It took me a while to finally follow your suggestion, but there we are
I tried using standalone connectors instead, but it does not make a difference in result. What I managed to see, though, are those 2 things:
- Sometimes the lease is acquired, and I can see the time of the file ${logs.dir}/${topic}/${partition}/log in hdfs updated. No actual data come into HDFS, though. Int the log output, I have a lot lines like this one:
[2016-12-22 13:55:43,292] INFO Successfully acquired lease for hdfs://ip-10-0-0-239.eu-west-1.compute.internal:8020//kafka-connect/wal/sent/0/log (io.confluent.connect.hdfs.wal.FSWAL:75)

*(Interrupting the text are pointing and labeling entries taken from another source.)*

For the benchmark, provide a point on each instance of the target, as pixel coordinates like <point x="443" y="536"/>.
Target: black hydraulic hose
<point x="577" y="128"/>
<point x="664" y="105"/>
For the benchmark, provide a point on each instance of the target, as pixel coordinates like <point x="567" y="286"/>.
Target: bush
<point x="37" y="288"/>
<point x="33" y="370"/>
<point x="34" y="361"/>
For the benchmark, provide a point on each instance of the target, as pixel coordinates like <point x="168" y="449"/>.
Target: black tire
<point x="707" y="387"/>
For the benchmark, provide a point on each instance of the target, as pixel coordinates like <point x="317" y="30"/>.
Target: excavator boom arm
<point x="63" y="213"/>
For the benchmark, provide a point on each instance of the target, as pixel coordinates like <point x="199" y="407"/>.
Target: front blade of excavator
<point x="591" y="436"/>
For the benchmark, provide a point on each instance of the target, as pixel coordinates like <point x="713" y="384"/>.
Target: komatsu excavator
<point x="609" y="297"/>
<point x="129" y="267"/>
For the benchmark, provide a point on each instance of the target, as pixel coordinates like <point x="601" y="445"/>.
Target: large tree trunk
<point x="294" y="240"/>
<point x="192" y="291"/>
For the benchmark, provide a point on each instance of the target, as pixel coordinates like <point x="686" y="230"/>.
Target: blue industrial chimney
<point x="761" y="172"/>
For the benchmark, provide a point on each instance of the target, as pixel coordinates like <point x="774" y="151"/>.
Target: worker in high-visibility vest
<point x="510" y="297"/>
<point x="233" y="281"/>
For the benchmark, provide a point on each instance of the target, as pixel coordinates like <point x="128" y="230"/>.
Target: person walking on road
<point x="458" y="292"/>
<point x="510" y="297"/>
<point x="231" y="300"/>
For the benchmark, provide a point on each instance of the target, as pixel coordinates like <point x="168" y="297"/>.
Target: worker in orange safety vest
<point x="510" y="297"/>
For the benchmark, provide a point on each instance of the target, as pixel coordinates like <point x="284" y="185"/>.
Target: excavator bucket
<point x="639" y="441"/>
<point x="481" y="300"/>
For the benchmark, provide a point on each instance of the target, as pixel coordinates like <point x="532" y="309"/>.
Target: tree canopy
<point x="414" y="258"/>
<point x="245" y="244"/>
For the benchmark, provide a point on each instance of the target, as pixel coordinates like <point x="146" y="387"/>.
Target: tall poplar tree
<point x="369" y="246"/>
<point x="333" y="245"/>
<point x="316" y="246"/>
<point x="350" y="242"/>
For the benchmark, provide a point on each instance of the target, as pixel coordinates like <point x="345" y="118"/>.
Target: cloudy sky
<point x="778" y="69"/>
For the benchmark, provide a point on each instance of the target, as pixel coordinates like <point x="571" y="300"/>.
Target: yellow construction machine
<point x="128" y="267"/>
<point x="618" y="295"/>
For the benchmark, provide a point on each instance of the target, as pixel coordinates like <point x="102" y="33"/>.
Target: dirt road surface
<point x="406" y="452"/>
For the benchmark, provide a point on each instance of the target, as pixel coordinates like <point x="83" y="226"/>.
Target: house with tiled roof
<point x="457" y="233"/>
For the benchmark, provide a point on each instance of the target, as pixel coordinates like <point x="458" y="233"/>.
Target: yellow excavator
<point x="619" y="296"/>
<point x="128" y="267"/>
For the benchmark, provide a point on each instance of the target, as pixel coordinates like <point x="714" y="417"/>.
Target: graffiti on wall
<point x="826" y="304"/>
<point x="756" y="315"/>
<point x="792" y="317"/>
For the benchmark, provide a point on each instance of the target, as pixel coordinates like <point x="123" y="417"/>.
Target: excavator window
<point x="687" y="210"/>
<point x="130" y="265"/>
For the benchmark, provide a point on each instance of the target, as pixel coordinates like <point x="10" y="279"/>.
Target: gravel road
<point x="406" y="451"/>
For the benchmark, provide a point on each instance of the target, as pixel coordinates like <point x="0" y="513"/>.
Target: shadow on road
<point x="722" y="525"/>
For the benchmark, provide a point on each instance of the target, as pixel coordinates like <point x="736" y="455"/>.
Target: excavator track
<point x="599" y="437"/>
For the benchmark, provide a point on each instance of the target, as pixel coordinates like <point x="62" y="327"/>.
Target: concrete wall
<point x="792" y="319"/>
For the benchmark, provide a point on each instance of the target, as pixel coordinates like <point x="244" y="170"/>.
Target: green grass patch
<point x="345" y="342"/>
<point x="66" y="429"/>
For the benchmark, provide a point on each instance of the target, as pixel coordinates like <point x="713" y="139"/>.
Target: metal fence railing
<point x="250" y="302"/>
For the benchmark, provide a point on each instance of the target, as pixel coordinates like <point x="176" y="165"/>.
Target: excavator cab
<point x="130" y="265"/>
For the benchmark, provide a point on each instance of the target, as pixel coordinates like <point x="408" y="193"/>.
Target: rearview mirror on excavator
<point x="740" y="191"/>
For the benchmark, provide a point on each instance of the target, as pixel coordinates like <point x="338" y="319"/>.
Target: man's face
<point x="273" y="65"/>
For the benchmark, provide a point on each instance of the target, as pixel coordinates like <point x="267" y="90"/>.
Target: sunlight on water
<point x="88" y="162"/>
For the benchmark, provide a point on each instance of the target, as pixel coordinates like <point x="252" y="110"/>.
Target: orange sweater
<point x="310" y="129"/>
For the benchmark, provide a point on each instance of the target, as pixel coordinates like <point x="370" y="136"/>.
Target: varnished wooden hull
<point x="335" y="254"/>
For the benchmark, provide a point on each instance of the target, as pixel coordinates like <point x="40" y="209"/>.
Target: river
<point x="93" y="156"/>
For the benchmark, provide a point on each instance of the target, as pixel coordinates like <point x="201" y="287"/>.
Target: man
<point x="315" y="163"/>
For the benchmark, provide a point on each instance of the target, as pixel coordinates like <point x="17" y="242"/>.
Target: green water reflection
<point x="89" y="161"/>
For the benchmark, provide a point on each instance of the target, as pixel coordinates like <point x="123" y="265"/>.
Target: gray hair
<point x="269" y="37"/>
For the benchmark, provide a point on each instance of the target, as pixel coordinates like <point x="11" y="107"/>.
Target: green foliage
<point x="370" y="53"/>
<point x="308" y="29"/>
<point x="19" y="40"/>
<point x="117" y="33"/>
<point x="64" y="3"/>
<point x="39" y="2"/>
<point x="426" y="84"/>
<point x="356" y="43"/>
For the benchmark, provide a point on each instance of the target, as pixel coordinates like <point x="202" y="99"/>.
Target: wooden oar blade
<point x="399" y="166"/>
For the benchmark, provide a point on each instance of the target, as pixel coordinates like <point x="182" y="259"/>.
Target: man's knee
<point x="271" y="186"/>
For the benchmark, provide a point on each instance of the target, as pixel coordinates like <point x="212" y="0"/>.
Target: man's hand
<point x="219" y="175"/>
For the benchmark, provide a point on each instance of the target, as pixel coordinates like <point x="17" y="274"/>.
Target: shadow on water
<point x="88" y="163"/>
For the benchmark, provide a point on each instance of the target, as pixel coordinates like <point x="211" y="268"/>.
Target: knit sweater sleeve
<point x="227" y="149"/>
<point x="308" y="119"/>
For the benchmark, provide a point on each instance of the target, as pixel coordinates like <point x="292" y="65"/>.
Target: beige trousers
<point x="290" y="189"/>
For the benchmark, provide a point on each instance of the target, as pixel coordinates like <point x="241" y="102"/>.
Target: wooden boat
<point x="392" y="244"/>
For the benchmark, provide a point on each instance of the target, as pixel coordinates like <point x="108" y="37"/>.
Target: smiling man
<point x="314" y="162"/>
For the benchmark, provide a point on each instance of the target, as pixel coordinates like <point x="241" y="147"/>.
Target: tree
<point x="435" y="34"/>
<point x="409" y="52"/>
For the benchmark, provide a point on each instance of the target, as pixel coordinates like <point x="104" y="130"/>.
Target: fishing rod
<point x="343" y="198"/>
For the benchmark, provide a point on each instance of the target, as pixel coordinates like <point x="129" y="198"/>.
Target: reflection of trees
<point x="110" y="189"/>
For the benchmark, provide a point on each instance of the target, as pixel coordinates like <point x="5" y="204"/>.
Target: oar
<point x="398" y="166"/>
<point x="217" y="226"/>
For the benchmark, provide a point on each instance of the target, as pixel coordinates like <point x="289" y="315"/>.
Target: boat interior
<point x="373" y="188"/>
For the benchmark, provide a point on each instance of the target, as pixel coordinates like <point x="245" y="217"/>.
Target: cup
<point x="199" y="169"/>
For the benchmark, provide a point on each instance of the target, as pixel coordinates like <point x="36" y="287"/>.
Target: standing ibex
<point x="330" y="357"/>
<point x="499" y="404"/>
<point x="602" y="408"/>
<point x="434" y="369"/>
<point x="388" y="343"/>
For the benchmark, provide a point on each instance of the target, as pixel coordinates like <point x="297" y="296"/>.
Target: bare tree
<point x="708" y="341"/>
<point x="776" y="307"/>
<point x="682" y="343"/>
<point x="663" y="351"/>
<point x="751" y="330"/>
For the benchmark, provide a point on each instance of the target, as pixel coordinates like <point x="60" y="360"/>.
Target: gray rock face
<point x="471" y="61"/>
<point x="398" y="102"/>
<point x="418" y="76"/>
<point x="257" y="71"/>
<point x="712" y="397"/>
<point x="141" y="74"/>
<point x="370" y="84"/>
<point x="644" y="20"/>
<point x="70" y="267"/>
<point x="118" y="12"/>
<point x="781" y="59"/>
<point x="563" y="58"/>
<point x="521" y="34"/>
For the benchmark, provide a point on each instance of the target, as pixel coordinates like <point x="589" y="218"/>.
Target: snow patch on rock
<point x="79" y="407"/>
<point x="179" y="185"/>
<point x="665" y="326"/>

[2016-12-22 13:55:43,292] INFO Successfully acquired lease for hdfs://ip-10-0-0-239.eu-west-1.compute.internal:8020//kafka-connect/wal/sent/2/log (io.confluent.connect.hdfs.wal.FSWAL:75)
[2016-12-22 13:55:43,292] INFO Successfully acquired lease for hdfs://ip-10-0-0-239.eu-west-1.compute.internal:8020//kafka-connect/wal/sent/1/log (io.confluent.connect.hdfs.wal.FSWAL:75)
[2016-12-22 13:56:33,080] INFO WorkerSinkTask{id=sent-connector-standalone-0} Committing offsets (org.apache.kafka.connect.runtime.WorkerSinkTask:262)
[2016-12-22 13:56:33,206] INFO WorkerSinkTask{id=sent-connector-standalone-1} Committing offsets (org.apache.kafka.connect.runtime.WorkerSinkTask:262)
[2016-12-22 13:56:33,225] INFO WorkerSinkTask{id=sent-connector-standalone-2} Committing offsets (org.apache.kafka.connect.runtime.WorkerSinkTask:262)
[2016-12-22 13:56:43,225] INFO Starting commit and rotation for topic partition sent-1 with start offsets {} and end offsets {} (io.confluent.connect.hdfs.TopicPartitionWriter:297)
[2016-12-22 13:56:43,237] INFO Starting commit and rotation for topic partition sent-2 with start offsets {} and end offsets {} (io.confluent.connect.hdfs.TopicPartitionWriter:297)
[2016-12-22 13:56:43,316] INFO Starting commit and rotation for topic partition sent-0 with start offsets {} and end offsets {} (io.confluent.connect.hdfs.TopicPartitionWriter:297)
The empty offset look wrong to me. Indeed, with the distributed connector, if the offset is empty I have no data, if it is not empty I do have data. I know data is coming to kafka in the meantime, so it should be found by the connector.
- After a few start, ^C, I now have the message:
[2016-12-22 14:26:14,077] INFO Cannot acquire lease on WAL hdfs://ip-10-0-0-239.eu-west-1.compute.internal:8020//kafka-connect/wal/sent/2/log (io.confluent.connect.hdfs.wal.FSWAL:80)
[2016-12-22 14:26:21,835] ERROR Recovery failed at state RECOVERY_PARTITION_PAUSED (io.confluent.connect.hdfs.TopicPartitionWriter:229)
org.apache.kafka.connect.errors.ConnectException: Cannot acquire lease after timeout, will retry.
at io.confluent.connect.hdfs.wal.FSWAL.acquireLease(FSWAL.java:95)
I would like to give more info but that's all I have for the moment.